Back to business: after computing HHIs, I split the sample into 99 relievers and 208 starters, defined as pitchers who had at least 80% of their innings come in the respective role. I enforced the starter/reliever split because a) relievers have substantially less pitch diversity (unweighted mean HHI of 4928 vs. 4154 for starters, highly significant) and b) they pitch substantially slower, possibly due to pitching more with men on base and in higher leverage situations (unweighted mean Pace of 23.75 vs. 21.24, a 12% difference that’s also highly significant).

So, how does this HHI match up with pitching pace for these two groups? Pretty poorly. The correlation for starters is -0.11, which is the direction we’d expect but a very small correlation (and one that’s not statistically significant at p = 0.1, to the limit extent that statistical significance matters here). For relievers, it’s actually 0.11, which runs against our expectation but is also statistically and practically no different from 0. Overall, there doesn’t seem to be any real link, but if you want to gaze at the entrails, I’ve put scatterplots at the bottom as well.

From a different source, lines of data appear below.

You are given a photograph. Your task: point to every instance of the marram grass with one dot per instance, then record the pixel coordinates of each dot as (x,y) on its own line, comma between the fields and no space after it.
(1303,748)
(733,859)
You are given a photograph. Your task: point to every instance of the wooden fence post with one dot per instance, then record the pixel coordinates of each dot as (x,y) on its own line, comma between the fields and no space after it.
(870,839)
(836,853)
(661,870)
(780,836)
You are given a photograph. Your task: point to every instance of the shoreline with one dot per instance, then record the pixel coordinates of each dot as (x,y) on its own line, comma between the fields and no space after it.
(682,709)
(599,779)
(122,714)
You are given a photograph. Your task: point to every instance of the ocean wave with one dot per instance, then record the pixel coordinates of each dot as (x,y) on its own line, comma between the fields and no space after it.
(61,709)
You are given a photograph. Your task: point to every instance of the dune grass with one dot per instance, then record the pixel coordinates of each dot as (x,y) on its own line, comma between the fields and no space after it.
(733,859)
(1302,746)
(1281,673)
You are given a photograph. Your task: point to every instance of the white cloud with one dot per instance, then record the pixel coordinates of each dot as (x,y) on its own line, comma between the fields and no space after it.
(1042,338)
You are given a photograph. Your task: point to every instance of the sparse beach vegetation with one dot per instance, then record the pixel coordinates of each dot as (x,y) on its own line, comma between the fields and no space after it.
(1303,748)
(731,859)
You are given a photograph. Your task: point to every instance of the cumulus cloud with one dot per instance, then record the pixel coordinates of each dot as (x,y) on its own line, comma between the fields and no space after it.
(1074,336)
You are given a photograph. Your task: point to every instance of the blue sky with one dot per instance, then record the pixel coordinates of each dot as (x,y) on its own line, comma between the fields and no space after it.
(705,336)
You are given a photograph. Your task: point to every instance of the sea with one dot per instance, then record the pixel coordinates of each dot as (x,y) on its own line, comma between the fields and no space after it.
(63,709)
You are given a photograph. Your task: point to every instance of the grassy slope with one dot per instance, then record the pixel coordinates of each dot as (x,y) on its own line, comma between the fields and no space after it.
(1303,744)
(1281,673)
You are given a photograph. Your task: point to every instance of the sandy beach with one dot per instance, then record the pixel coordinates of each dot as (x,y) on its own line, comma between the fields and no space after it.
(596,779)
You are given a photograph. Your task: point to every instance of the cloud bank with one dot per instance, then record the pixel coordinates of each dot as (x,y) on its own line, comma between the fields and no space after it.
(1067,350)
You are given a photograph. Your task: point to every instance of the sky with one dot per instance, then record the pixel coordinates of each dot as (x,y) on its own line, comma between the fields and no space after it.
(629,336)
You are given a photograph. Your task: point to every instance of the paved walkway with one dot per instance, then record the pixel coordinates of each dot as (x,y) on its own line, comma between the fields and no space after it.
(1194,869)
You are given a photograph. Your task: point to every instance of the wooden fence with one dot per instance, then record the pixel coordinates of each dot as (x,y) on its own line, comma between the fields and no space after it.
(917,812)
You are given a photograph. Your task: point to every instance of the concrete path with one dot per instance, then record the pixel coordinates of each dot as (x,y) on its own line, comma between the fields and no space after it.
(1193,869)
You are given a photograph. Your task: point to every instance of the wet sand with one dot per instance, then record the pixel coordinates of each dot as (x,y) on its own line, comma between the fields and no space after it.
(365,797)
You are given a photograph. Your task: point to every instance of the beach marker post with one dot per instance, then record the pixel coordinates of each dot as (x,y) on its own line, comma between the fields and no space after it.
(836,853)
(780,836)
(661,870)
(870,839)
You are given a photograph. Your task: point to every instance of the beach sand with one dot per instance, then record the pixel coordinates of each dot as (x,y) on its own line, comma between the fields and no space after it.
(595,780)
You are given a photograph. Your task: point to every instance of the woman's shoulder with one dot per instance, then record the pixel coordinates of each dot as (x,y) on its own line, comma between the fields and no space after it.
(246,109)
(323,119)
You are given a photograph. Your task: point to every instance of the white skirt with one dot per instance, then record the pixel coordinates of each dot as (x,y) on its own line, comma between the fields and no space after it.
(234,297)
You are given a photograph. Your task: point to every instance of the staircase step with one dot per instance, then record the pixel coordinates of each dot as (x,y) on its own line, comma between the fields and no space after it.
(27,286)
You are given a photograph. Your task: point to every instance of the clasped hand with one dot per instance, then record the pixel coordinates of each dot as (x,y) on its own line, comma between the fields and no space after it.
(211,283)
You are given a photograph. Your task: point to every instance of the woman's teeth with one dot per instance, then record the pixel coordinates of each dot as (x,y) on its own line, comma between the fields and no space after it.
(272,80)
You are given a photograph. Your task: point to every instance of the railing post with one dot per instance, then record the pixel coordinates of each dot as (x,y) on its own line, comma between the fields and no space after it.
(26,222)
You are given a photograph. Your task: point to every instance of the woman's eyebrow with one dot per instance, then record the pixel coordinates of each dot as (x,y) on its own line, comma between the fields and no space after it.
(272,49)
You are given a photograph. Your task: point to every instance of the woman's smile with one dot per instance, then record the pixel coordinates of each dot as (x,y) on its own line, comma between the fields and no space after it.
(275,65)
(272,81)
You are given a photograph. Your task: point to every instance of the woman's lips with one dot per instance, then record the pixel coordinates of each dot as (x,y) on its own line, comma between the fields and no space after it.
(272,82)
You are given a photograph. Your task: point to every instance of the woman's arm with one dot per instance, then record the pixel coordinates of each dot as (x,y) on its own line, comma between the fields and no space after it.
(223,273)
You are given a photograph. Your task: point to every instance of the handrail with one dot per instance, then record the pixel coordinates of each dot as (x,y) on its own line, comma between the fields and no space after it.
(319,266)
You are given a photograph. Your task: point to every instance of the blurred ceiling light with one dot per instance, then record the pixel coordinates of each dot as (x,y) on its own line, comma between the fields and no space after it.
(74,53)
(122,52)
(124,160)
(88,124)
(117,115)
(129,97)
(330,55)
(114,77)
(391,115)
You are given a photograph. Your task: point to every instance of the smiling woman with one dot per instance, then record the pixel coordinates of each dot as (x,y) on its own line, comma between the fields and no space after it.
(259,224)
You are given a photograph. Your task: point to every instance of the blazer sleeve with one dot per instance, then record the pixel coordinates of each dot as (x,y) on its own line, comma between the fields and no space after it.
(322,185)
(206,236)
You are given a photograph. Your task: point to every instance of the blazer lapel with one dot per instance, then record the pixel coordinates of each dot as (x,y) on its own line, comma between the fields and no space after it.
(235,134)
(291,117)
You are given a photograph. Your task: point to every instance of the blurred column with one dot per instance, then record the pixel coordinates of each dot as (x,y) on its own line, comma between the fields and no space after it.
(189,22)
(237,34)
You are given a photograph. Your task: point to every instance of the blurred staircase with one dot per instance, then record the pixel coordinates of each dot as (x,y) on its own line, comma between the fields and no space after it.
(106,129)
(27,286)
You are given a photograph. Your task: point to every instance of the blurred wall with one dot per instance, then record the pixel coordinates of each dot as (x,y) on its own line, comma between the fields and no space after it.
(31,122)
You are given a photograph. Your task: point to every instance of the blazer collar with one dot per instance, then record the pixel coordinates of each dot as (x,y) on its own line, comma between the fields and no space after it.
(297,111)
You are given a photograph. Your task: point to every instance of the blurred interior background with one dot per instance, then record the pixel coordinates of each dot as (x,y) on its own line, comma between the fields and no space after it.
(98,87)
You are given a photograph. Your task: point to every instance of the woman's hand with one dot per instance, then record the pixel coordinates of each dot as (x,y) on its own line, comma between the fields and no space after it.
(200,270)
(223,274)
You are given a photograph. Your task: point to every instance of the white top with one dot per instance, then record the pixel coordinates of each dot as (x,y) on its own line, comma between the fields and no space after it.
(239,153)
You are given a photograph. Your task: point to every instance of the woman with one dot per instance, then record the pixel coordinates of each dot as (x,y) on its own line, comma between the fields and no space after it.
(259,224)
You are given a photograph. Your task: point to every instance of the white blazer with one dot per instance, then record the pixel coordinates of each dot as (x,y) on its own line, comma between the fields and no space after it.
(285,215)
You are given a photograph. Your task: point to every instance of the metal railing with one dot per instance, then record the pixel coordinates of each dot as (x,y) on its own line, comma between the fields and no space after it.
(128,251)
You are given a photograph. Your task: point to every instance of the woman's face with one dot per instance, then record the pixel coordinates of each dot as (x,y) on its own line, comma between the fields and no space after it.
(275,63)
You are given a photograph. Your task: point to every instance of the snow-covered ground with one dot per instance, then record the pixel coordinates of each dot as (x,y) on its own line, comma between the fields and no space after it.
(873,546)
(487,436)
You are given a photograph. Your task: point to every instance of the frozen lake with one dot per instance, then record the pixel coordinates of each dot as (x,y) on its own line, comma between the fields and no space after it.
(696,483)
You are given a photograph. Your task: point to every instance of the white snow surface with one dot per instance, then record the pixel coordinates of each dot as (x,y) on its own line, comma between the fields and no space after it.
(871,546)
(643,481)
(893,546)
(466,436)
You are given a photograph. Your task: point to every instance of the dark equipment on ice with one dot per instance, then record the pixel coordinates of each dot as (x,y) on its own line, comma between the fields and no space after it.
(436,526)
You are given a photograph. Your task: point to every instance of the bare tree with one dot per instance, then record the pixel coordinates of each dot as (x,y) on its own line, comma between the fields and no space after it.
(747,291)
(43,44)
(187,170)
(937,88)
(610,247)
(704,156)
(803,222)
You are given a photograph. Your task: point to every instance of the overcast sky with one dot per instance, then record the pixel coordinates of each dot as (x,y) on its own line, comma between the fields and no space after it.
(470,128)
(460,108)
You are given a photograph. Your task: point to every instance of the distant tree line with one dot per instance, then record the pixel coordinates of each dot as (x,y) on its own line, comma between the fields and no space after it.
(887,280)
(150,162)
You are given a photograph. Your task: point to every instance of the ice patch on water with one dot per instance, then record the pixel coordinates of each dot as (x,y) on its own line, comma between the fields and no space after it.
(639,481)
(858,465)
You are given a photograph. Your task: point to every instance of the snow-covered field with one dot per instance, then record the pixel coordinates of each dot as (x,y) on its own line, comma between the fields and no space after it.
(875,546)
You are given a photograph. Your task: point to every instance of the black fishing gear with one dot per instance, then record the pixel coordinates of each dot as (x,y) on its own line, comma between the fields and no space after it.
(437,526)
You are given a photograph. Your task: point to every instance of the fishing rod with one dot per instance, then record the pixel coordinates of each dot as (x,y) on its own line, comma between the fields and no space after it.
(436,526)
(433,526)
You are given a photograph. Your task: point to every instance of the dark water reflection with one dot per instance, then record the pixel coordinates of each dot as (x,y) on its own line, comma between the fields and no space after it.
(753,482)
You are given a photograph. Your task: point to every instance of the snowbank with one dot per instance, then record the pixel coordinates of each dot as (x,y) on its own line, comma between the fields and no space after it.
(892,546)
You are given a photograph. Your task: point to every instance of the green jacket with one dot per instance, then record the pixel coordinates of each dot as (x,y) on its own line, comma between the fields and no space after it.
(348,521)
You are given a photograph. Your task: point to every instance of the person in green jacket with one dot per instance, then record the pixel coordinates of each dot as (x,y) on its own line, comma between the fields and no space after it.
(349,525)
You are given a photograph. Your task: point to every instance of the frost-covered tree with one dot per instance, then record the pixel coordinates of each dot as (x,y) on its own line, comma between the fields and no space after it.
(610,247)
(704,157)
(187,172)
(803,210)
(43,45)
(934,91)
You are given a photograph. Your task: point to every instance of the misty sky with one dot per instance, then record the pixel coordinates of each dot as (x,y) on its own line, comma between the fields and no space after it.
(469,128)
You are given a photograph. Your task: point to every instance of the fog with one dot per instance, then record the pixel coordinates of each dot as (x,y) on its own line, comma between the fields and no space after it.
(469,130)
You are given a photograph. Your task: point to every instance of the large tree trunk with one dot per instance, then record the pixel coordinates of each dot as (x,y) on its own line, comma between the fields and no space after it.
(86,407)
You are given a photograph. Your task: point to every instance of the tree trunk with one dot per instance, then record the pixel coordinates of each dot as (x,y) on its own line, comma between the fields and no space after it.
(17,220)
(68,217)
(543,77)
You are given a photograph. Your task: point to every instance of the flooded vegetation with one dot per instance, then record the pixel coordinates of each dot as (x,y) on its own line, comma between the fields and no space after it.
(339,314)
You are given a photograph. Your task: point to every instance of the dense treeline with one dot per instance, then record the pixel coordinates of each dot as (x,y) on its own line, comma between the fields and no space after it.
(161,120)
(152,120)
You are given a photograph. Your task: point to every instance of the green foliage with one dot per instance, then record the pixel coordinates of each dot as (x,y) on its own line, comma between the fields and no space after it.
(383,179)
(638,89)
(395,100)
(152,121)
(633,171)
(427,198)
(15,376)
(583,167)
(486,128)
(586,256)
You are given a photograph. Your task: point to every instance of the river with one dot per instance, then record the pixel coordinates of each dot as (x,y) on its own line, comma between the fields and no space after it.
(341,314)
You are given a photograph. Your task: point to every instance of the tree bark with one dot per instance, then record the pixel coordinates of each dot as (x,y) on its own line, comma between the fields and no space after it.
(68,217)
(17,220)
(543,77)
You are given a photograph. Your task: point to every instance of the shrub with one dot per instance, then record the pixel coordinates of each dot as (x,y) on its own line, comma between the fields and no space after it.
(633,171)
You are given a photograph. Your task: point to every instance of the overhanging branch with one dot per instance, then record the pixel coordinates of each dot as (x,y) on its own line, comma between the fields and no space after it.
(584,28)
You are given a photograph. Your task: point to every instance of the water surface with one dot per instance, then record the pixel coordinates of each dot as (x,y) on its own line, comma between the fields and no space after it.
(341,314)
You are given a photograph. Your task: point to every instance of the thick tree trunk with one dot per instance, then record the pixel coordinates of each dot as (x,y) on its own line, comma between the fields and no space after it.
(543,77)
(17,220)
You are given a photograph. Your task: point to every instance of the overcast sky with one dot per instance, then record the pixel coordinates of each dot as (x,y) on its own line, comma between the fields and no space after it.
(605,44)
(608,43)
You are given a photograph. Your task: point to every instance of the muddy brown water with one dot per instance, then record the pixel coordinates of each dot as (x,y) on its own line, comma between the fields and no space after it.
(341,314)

One important note: a couple weeks back, Chris Teeter at Beyond the Box Score took a crack at the same question, though using a slightly different method. Unsurprisingly, he found the same thing. If I’d seen the article before I’d had this mostly typed up, I might not have gone through with it, but as it stands, it’s always nice to find corroboration for a result.

Boring methodological footnote: There’s one primary conceptual problem with using HHI, and that’s that in certain situations it gives a counterintuitive result for this application. For instance, under our line of reasoning we would think that, ceteris paribus, a pitcher who throws a fastball 90% of a time and a change 10% of the time would have an easier decision to make than one who throws a fastball 90% of the time and a change and slider 5% each. However, the HHI is higher for the latter pitcher—which makes sense in the context of market concentration, but not in this scenario. (The same issue holds for the Gini coefficient, for that matter.) There’s a very high correlation between HHI and the frequency of a pitcher’s most common pitch, though, and using the latter doesn’t change any of the conclusions of the post.